Canada checks these incentives by limiting resources. The typical Canadian general practitioner, for example, does not have radiology equipment and must send patients to a hospital for simple x-rays. The hospitals, in turn, operate under global budgets that limit spending, no matter what the level of demand. In other words, they put profits before patient care. This can happen in any healthcare system.

Canada ranks 25th of 29 countries on the number of MRI scanners per person. As a result, the wait for a scan is almost three months, and the wait until final treatment is more than six months. The government has decided to prevent overuse of MRI scanners by severely restricting the number of scanners that are available.

Canada’s system of limiting heath care resources and forcing doctors to ration care has many undesirable characteristics. The system favors high-income over low-income patients. It favors white patients over racial minorities. It favors city dwellers over rural residents. It favors the politically connected over those without connections. Arguably, there is more inequality in access to health care in Canada than there is in the United States.

You might suppose that in countries that impose rationing, such as Canada and the U.K., doctors are forced to be more efficient—prioritizing resources so that the most promising procedures are done first.
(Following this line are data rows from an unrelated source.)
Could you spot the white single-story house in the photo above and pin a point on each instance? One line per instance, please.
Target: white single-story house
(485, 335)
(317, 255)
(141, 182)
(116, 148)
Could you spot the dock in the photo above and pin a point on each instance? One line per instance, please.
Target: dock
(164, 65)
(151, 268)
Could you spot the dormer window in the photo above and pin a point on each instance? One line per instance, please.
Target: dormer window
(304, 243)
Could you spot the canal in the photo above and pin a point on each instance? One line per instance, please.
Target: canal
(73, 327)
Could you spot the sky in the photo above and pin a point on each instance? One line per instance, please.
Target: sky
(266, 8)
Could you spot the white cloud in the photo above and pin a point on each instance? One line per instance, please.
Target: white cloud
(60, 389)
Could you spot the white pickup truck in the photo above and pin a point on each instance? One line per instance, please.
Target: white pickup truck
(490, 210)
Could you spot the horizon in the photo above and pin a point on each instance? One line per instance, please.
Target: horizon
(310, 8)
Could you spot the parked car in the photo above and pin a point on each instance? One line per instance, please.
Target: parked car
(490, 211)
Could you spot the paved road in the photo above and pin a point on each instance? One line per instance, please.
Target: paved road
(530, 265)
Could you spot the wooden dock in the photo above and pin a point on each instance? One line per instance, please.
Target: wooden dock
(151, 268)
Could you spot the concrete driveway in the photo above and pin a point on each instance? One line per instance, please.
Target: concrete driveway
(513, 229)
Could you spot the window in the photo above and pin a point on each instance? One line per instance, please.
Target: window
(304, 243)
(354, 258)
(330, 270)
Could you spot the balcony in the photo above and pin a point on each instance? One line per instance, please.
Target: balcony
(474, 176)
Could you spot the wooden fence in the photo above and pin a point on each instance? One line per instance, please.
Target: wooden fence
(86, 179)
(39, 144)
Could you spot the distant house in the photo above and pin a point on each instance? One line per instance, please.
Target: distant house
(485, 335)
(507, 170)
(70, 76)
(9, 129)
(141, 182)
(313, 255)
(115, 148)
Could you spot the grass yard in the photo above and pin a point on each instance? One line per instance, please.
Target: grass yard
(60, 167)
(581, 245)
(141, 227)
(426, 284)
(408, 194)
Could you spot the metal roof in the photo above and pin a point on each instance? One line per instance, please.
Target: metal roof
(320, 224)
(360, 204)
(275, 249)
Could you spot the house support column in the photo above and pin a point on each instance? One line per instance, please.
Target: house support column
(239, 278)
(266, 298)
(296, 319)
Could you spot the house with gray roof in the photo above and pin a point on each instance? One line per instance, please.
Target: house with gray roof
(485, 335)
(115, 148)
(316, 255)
But studies by the RAND Corporation found that this isn’t so. In Canada and Britain, for example, scholars found just as much unnecessary care (as a percent of the total) as they found in the United Staes.
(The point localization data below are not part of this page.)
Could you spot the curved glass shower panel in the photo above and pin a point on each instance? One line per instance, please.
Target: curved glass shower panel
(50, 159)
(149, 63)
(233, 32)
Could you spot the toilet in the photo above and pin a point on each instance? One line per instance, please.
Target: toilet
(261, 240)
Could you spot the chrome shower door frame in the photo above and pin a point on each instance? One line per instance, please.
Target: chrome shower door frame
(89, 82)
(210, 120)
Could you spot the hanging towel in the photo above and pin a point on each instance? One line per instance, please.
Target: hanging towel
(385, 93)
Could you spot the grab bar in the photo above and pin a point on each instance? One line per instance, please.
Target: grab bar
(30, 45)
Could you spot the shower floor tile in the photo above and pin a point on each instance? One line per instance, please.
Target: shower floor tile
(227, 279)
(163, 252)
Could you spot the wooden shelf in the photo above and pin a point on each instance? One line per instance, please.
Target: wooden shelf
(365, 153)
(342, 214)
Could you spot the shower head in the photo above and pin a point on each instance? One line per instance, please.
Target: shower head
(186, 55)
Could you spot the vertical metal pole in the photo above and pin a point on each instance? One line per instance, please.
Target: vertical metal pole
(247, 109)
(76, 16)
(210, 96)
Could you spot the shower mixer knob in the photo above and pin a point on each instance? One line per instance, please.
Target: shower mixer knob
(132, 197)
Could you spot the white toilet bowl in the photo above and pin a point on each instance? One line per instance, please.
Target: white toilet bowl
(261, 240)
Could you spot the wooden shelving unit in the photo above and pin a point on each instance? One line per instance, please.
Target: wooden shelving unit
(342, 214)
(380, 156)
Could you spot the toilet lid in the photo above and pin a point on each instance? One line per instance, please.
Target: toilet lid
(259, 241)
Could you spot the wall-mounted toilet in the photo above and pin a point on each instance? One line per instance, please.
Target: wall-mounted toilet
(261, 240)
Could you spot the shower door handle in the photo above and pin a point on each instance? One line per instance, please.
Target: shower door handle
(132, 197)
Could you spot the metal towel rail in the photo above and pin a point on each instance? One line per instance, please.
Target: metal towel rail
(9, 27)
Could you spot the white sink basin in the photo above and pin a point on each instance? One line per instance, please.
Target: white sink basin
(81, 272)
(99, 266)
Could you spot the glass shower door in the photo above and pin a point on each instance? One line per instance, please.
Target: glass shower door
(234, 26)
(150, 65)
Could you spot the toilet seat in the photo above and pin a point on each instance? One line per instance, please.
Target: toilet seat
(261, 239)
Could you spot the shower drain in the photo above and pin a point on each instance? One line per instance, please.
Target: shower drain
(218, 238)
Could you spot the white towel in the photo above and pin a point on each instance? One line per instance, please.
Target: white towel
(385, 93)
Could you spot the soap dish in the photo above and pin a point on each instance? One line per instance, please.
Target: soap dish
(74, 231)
Then there is fraud, which is a special problem in government-administered programs. In Medicare and Medicaid, for example, fraud is estimated to consume at least $100 billion a year. Hospital upcoding (claiming a higher level of patient severity in order to obtain a higher insurance payment) is another problem. One study estimates that increased upcoding (relative to a decade earlier) was associated with $14.6 billion in hospital payments. Although doctors are the biggest critics of claim denials, hospitals are by far a bigger problem.
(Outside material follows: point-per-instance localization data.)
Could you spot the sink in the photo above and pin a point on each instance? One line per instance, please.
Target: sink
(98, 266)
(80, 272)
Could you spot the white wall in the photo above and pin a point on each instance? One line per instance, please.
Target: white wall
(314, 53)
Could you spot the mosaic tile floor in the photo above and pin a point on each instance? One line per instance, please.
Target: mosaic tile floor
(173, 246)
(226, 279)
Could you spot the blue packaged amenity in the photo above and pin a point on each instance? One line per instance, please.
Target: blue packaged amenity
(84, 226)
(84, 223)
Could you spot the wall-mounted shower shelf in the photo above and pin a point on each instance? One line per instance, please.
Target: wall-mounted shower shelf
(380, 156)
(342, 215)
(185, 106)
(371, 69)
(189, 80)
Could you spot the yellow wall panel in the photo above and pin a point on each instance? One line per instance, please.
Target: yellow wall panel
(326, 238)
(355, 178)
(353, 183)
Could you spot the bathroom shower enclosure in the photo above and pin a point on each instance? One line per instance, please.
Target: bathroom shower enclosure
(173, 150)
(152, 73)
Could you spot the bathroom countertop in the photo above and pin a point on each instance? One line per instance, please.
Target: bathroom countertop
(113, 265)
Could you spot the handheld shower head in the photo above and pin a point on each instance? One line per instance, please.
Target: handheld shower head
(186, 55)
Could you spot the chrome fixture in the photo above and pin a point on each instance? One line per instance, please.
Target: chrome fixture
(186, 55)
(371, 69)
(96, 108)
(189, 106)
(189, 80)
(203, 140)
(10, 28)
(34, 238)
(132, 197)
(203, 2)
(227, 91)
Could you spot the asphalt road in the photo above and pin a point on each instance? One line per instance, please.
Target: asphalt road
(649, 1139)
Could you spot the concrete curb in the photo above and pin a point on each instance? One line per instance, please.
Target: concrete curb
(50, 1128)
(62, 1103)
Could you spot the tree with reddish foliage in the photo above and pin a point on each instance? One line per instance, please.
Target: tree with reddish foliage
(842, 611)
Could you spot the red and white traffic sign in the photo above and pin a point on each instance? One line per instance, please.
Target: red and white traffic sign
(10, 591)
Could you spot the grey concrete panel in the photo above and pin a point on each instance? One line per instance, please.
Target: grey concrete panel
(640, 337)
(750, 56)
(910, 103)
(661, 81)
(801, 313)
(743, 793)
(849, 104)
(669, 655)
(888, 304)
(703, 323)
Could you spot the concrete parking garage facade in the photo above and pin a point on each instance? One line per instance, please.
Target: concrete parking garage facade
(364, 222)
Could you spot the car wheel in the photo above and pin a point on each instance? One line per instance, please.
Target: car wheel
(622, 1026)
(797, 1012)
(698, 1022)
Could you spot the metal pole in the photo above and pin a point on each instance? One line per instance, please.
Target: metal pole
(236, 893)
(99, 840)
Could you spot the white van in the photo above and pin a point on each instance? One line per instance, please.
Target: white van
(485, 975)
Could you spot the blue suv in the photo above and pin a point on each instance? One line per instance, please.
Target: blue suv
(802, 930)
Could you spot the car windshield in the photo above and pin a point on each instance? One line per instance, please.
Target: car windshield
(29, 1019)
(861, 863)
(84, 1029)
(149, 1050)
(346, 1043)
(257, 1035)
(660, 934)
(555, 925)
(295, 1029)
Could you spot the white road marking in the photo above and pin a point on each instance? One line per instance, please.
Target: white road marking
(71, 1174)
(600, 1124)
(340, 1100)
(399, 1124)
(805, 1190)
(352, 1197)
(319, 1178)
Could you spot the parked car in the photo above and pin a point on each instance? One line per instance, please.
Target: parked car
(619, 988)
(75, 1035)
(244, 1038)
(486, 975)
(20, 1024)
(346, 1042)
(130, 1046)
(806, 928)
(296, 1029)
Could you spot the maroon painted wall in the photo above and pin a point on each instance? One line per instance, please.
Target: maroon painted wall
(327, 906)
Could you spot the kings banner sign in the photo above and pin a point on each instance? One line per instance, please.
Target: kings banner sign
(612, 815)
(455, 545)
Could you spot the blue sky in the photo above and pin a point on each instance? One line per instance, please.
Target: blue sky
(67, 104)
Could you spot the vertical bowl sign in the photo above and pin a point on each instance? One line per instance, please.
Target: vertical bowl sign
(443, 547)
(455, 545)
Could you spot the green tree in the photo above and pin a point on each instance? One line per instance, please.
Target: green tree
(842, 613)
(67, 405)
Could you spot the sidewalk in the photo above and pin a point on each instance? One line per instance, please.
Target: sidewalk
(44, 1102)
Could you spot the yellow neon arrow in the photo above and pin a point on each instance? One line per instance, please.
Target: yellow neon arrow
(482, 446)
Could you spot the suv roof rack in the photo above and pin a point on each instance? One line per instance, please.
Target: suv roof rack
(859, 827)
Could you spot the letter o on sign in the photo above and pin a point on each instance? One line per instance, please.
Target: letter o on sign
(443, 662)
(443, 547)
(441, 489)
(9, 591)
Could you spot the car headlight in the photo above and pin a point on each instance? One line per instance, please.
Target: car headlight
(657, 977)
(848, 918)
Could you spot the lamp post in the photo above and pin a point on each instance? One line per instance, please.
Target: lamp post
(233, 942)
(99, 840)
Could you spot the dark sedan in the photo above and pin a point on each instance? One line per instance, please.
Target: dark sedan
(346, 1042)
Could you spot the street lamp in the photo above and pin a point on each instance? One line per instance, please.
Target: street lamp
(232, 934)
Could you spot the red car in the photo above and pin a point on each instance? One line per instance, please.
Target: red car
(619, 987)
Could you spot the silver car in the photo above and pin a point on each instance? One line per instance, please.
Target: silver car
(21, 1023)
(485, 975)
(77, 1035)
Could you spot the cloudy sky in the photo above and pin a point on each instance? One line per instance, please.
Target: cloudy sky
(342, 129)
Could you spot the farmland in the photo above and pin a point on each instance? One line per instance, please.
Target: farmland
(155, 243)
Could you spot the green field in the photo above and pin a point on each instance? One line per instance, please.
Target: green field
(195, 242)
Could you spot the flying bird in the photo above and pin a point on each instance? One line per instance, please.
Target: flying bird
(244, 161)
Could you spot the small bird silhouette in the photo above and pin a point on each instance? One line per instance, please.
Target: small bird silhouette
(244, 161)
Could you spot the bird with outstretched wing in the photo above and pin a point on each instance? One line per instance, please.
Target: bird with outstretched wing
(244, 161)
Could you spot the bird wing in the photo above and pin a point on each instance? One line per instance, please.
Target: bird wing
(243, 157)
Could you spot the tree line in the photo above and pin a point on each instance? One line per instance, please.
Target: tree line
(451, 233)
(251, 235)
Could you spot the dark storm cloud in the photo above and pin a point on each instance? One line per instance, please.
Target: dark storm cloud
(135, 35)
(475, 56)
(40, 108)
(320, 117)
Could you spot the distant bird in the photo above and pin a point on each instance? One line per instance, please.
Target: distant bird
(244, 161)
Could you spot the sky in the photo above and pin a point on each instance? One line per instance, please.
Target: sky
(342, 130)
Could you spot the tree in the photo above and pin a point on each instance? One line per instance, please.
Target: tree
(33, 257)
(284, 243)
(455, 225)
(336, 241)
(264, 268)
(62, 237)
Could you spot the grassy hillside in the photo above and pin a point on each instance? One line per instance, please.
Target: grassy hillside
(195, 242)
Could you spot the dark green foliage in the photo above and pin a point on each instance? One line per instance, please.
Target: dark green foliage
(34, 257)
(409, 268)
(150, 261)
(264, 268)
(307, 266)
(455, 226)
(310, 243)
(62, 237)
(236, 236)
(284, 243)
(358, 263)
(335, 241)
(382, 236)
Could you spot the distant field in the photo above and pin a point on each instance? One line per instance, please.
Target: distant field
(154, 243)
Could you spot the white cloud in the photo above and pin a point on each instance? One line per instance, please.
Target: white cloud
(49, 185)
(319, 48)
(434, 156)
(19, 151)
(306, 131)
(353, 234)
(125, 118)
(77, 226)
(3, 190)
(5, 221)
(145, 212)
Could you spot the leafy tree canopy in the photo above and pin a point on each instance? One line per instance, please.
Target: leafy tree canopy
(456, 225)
The Pre-Authorization Problem

As a doctor, I can tell you that pre-authorization is the bane of practicing medicine. It slows down your treatment of the patient and sometimes prevents you from doing what you know is needed. But there is a role for pre-authorization to hold doctors accountable for their treatment decision-making.

Goodman explains: “An important tool private insurers use to avoid unnecessary spending and inappropriate care is to require preauthorization for a particular drug, therapy, or procedure. Doctors tend to regard these procedures as burdensome and irksome. Yet only 7.4% of requests by patients in Medicare Advantage and Medicaid managed care plans are denied. Moreover, in the vast majority of appeals (83.2%), the initial denials are overturned.”

It’s easy to think other countries have better healthcare, but the facts don’t support that claim. All countries with government-provided healthcare (socialized medicine) suffer from the same problem: rationed care. If you can’t get in to see the doctor, or the government won’t allow the treatment he recommends, your “free healthcare” isn’t really free.

The public seems to understand this. Despite occasional complaints, more than two-thirds of Americans rate their health insurance as “good’ or “excellent.” And that holds for all kinds of insurance: employer plans, (Obamacare) marketplace plans, Medicare and even Medicaid. Even among people who say they are not in good health (and who, presumably, need medical care), a substantial majority give positive ratings to their health plans. Only a tiny percent rate their insurance as “poor.”